Can Canada create a food labeling system similar to this?
It's confusing trying to buy Canadian with all the variations of made in, assembled in, grown in, packaged in, etc. Can we copy the Australian food labeling system, perhaps replacing the kangeroo with a maple leaf? I find this much clearer.
Also don't let go of your "standard drink" stuff on the side of piss. I loved that while I was there. Sure I can guess how much alcohol I've had in the last couple hours by reckoning my 3 or 4 beers had 5%, 6.5%x2, and 8% and this means I'm tipsy. But it's so much easier to understand how drunk I am when it's 1+1.5+1.5+2=6 standard drinks.
They sure do! I'm in NZ and buy more Australia Made stuff than NZ Made because most if the NZ Made was just packaged here but the labelling is unclear.
Commented this elsewhere as an Aussie. It makes a quick buck for some NZ business person but it kills your reputation. Great country. Should be great products. I would buy 100% made in NZ above anything but local. It's crazy not to promote local content when you have such a strong national brand.
If a frozen pizza gets a B that means compared to OTHER frozen pizzas it has a higher nutritional value.
It compares similar products for nutritional value, not the overall "healthiness" of all products compared with each other.
So you can compare a salami pizza with a veggie pizza or a cereal bar with cereals, but not a strawberry yogurt with a chocolate bar, because those are not within the same product group.
It's true but at the same time the fact that so many people get that system wrong makes me think maybe it's not that well thought through. These things need to be intuitive.

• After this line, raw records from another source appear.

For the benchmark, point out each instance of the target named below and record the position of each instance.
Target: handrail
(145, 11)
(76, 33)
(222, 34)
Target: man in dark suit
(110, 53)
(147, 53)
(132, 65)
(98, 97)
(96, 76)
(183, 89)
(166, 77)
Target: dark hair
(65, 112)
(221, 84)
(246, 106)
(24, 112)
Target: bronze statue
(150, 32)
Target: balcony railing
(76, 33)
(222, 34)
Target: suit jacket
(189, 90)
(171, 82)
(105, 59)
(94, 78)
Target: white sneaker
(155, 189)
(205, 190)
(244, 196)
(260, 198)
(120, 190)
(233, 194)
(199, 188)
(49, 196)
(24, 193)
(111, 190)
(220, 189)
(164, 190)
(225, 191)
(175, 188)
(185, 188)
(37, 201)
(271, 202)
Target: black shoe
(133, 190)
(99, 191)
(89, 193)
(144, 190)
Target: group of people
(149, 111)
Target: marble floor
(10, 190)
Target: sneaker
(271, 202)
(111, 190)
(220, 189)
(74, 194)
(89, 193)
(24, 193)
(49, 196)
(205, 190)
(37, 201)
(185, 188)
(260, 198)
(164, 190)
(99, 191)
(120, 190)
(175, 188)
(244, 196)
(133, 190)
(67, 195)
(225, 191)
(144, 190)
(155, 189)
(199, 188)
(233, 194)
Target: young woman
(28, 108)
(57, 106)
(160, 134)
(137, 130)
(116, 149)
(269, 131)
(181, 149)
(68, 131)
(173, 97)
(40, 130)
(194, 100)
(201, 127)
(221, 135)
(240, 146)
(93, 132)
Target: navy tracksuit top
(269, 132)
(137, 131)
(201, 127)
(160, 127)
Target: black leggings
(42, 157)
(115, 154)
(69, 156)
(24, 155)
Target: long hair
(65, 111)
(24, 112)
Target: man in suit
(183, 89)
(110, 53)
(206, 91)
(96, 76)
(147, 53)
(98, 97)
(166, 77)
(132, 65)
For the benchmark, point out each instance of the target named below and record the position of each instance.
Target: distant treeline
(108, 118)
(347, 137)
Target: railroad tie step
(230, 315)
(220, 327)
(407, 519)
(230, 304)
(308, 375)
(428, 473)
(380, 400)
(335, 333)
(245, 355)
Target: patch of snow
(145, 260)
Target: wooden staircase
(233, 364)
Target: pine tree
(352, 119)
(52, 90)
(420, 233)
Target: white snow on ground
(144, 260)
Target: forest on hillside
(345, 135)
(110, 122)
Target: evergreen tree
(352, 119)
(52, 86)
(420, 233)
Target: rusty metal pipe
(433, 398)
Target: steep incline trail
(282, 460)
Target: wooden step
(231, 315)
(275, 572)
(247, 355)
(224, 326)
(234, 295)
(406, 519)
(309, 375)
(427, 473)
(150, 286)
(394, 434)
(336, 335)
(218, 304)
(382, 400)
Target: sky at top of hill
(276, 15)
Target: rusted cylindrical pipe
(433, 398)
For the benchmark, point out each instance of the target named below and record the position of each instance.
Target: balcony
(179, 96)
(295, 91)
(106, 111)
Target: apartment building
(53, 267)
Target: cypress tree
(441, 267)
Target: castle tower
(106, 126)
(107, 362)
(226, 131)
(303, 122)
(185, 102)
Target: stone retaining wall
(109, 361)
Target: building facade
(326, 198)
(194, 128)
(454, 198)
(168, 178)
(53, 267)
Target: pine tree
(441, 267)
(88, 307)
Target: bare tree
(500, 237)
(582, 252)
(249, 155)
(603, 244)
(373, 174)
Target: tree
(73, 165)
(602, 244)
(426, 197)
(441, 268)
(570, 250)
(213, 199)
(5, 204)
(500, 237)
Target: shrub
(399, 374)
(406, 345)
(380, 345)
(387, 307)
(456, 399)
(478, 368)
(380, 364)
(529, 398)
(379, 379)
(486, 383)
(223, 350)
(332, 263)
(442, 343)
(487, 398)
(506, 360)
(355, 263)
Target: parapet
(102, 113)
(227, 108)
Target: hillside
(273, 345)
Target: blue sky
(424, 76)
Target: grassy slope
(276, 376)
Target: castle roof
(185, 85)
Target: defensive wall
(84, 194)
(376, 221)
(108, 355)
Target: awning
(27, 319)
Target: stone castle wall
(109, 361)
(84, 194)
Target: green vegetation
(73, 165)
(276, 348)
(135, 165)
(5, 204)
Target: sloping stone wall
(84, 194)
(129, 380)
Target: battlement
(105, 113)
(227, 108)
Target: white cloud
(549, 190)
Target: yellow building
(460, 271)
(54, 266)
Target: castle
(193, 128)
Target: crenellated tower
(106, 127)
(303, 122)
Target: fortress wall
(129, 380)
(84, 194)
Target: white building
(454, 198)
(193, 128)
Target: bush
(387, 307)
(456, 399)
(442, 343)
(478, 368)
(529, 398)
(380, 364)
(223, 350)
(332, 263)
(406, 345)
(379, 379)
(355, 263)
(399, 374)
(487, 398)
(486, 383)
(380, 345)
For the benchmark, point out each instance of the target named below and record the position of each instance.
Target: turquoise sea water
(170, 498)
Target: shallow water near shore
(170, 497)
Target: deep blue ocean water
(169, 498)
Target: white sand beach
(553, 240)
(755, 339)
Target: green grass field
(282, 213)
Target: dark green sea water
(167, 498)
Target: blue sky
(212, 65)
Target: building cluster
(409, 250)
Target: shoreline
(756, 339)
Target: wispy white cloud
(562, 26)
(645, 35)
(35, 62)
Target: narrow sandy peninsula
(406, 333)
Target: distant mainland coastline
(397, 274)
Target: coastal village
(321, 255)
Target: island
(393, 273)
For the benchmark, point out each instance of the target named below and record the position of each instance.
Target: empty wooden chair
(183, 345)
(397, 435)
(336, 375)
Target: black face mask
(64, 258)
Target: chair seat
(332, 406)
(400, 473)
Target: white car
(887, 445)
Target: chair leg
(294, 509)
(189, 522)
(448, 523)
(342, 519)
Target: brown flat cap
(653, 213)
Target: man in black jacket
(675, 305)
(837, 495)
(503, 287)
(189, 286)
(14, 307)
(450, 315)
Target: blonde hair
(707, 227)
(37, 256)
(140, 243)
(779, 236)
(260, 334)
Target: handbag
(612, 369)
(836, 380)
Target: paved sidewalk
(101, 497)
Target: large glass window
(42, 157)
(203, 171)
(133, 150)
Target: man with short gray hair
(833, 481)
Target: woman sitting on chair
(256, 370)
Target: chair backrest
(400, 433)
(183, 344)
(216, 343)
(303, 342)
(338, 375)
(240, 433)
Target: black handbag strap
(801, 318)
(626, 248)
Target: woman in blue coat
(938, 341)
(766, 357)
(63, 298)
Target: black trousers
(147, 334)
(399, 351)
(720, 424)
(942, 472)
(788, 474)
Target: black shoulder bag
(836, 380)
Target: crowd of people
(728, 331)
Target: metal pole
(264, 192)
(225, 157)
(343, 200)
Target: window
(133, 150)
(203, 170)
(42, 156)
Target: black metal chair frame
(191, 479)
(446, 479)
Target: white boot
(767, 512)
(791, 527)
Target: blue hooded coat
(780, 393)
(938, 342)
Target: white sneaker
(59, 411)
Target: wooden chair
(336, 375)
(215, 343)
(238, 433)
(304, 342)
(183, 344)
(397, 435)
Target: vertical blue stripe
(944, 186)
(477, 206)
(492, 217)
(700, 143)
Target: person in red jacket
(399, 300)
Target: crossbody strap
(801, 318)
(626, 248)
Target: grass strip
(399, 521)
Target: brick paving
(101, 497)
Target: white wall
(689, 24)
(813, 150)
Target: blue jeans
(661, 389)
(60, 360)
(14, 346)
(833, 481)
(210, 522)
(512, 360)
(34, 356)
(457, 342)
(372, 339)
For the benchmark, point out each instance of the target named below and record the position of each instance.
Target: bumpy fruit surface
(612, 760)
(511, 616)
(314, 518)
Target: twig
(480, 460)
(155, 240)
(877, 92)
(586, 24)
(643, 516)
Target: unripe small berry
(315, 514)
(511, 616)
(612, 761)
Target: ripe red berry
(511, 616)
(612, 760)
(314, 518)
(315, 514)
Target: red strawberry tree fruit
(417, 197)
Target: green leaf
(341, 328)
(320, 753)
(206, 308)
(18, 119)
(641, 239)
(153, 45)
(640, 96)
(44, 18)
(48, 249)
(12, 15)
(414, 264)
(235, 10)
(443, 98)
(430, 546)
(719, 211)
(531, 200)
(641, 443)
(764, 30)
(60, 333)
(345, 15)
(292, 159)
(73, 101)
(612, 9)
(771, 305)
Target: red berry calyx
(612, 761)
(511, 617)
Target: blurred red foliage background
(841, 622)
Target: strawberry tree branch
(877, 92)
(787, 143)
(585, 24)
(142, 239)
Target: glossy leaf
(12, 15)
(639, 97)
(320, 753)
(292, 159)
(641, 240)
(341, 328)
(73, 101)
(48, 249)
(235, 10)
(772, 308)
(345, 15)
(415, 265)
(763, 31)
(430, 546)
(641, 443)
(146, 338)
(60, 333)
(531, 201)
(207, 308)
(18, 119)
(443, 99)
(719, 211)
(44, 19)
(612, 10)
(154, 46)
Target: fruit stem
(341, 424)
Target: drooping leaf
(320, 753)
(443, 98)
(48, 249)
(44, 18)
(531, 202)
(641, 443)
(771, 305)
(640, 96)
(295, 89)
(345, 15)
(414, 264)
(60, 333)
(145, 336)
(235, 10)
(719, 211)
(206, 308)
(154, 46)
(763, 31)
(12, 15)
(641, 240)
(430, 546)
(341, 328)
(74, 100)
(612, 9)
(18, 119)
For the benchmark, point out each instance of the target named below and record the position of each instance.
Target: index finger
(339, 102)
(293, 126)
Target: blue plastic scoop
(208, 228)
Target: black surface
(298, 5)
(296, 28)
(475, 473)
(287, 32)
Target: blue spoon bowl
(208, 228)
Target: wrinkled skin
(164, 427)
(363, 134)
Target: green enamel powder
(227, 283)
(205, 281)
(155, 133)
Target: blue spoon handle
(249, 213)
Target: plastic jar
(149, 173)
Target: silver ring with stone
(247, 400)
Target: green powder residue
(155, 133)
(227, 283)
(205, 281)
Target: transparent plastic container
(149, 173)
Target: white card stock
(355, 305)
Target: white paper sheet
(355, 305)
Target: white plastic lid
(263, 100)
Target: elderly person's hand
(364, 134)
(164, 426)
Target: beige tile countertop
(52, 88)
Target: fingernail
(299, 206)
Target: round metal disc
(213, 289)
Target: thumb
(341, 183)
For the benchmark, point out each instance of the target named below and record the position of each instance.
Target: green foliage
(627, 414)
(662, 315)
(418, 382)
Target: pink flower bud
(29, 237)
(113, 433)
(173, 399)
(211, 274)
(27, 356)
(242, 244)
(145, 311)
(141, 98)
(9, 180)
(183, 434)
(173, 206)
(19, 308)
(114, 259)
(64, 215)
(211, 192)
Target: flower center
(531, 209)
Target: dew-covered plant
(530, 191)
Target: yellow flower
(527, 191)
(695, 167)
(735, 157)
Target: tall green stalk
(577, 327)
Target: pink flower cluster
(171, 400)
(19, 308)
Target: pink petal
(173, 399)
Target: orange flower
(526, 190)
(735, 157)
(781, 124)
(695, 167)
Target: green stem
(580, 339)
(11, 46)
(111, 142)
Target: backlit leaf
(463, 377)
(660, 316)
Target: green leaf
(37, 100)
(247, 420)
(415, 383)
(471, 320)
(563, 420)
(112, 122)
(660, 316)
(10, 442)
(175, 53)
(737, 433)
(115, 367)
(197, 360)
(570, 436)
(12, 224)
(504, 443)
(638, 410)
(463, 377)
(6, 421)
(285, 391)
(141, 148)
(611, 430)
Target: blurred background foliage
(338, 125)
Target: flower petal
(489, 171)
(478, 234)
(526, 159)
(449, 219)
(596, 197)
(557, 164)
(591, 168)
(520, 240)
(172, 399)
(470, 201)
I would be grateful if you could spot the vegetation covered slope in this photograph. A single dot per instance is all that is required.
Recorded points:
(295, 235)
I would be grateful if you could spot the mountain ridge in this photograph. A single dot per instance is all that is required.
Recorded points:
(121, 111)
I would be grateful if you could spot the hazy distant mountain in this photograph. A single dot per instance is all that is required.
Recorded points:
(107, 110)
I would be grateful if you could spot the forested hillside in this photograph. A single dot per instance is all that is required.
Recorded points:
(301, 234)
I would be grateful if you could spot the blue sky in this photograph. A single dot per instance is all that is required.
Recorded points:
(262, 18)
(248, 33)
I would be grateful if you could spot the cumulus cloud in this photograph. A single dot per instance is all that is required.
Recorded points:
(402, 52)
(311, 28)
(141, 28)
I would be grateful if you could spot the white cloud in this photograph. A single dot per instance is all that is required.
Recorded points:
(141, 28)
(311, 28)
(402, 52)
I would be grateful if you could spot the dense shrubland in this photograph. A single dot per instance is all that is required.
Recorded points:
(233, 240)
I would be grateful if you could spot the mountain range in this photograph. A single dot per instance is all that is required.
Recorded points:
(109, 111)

That's legit the first time I hear it, and I searched nutriscore on the internet when I first saw these odd labels, and read some article about it, so likely more research than most people.
Do you have a source for this, because my understanding of the Wikipedia page is that you're not correct, but I'm also aware of my ignorance in this topic.
I would love something like this. I would however want it to somehow also portray the nationality of the owner.
The product may be 100% grown and produced in the EU, but be 100% american owned. Maybe I'd rather the product be 90% EU produced, if I could also be sure it's 100% EU owned.
I love our labelling so much in Australia. Nutrition and origin. The only crap one is health star which is misleading. I occasionally buy NZ products and think we should be closer to an economic union like the EU but their labelling is much worse and I worry that they repackage products of different origin which hurts their reputation for the sake of some quick profits.